Que permet ce reporting au niveau des organes décisionnels?
L’exécution de tout ce qui est fait au niveau local ou régional. Quand nous disposons de cette remontée de l’information qui nous permet de savoir si le citoyen est satisfait de la prestation qui est faite, que ce soit au niveau des services ou des produits en termes d’infrastructure, de qualité d’éducation ou de santé, ce reporting au niveau des organes décisionnels permet de réadapter. C’est pour cela d’ailleurs que le wali de Bank Al-Maghrib (BAM), M. Abdellatif Jouahri, a insisté sur l’évaluation périodique. D’où le fait d’avoir ce reporting et cette évaluation qui permet de ré-encadrer, de réorienter et de prendre les décisions.
Et le citoyen dans tout cela?
Ce qui importe à mon sens, c’est la finalité des politiques publiques. Si on n’a pas ce souci de nous pencher sur cette finalité, de savoir si le citoyen a été satisfait, eh bien, in fine, nous n’aurons pas réussi notre mission de service public.
Dix années se sont vite écoulées.

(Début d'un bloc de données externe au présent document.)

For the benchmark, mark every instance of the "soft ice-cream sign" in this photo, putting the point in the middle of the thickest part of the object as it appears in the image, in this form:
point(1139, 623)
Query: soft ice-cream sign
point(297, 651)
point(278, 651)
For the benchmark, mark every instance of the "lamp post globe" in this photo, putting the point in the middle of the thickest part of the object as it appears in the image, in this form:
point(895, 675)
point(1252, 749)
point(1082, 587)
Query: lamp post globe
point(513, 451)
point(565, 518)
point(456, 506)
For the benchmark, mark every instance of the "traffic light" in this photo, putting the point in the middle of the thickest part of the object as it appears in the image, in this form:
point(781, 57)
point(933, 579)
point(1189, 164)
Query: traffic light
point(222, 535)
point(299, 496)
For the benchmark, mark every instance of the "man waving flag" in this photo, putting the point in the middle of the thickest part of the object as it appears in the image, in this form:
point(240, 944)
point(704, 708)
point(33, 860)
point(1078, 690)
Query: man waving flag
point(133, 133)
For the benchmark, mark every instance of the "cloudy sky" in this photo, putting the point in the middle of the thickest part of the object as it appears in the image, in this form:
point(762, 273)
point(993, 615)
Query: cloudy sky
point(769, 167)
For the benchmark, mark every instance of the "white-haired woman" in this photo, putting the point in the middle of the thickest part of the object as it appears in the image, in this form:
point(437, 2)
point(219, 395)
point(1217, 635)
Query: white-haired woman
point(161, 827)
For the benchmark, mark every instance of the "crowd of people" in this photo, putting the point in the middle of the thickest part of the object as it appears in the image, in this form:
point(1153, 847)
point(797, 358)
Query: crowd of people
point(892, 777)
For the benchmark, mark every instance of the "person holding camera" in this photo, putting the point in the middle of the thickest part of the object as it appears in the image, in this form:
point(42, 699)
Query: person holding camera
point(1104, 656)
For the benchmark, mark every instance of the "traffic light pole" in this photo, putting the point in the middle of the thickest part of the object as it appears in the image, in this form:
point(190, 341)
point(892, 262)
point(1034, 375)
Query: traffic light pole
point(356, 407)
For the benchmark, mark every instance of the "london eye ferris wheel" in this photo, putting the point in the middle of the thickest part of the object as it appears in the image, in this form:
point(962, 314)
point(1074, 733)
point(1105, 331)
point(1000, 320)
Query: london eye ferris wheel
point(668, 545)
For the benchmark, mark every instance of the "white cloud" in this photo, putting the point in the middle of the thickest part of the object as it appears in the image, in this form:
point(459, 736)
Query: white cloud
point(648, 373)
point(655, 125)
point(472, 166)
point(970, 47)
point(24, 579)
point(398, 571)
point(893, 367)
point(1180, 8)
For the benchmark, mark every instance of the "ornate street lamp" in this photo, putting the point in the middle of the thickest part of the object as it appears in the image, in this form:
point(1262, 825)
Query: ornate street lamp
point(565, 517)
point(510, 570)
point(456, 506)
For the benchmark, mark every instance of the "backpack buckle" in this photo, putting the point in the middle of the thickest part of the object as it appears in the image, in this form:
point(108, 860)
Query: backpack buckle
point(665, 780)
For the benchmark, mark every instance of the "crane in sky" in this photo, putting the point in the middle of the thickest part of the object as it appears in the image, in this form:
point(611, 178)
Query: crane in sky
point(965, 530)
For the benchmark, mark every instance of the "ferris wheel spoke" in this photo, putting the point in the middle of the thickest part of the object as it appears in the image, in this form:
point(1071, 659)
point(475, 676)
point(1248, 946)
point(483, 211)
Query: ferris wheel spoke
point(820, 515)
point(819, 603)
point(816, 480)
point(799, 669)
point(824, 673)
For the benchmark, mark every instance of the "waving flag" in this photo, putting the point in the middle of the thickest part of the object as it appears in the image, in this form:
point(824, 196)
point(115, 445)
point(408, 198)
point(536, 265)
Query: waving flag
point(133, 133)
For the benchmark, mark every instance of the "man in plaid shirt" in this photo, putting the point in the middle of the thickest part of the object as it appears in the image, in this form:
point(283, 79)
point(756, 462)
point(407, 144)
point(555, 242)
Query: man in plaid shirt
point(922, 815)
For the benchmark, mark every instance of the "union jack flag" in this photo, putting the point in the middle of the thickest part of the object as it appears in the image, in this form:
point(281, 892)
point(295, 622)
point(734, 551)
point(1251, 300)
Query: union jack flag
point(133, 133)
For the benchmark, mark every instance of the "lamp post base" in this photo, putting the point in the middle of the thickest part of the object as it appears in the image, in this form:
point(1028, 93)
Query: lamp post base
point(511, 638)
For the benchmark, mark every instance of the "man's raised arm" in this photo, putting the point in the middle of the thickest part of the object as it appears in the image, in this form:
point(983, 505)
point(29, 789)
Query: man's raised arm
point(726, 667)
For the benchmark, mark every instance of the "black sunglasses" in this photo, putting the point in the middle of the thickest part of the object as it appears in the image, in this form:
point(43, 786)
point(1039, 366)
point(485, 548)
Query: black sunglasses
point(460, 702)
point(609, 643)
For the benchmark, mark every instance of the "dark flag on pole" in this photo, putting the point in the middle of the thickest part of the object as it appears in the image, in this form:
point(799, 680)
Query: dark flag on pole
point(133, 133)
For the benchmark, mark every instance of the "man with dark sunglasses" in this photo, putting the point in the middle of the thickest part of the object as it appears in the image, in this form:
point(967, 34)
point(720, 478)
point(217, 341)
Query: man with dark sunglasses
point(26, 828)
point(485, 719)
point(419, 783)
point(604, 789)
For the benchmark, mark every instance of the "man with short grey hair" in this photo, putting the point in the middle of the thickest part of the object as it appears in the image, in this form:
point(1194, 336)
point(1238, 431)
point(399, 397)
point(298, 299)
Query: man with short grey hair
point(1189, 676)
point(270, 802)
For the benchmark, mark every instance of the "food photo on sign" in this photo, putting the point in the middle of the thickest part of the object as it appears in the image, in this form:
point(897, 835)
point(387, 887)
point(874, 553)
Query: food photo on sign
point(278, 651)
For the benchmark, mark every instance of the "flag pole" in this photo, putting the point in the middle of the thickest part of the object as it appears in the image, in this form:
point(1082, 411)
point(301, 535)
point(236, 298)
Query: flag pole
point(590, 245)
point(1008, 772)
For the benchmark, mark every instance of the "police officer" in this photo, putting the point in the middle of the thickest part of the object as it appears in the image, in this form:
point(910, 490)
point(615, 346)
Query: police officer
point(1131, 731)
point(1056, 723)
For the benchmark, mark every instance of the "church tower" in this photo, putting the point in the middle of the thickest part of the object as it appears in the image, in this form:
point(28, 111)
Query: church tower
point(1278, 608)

Pouvez-vous nous faire un bilan du parcours du Colloque international des Finances publiques?
Pendant cette décennie, nous avons traité de grands sujets: la transparence, la gouvernance, la gestion de l’état territorial, les finances sociales.
A quoi ces matières ont-elles servi à tous ces décideurs ?
Nous remarquons avec satisfaction qu’ils puisent dans ce bien commun (publications). C’est un patrimoine. Et nous veillons à partager le savoir et, en même temps, préparer nos élites dans le domaine des finances publiques, ce qui aiderait au développement du Maroc.
Au niveau de la faisabilité, qu’est-ce qui a été réalisé sur le terrain?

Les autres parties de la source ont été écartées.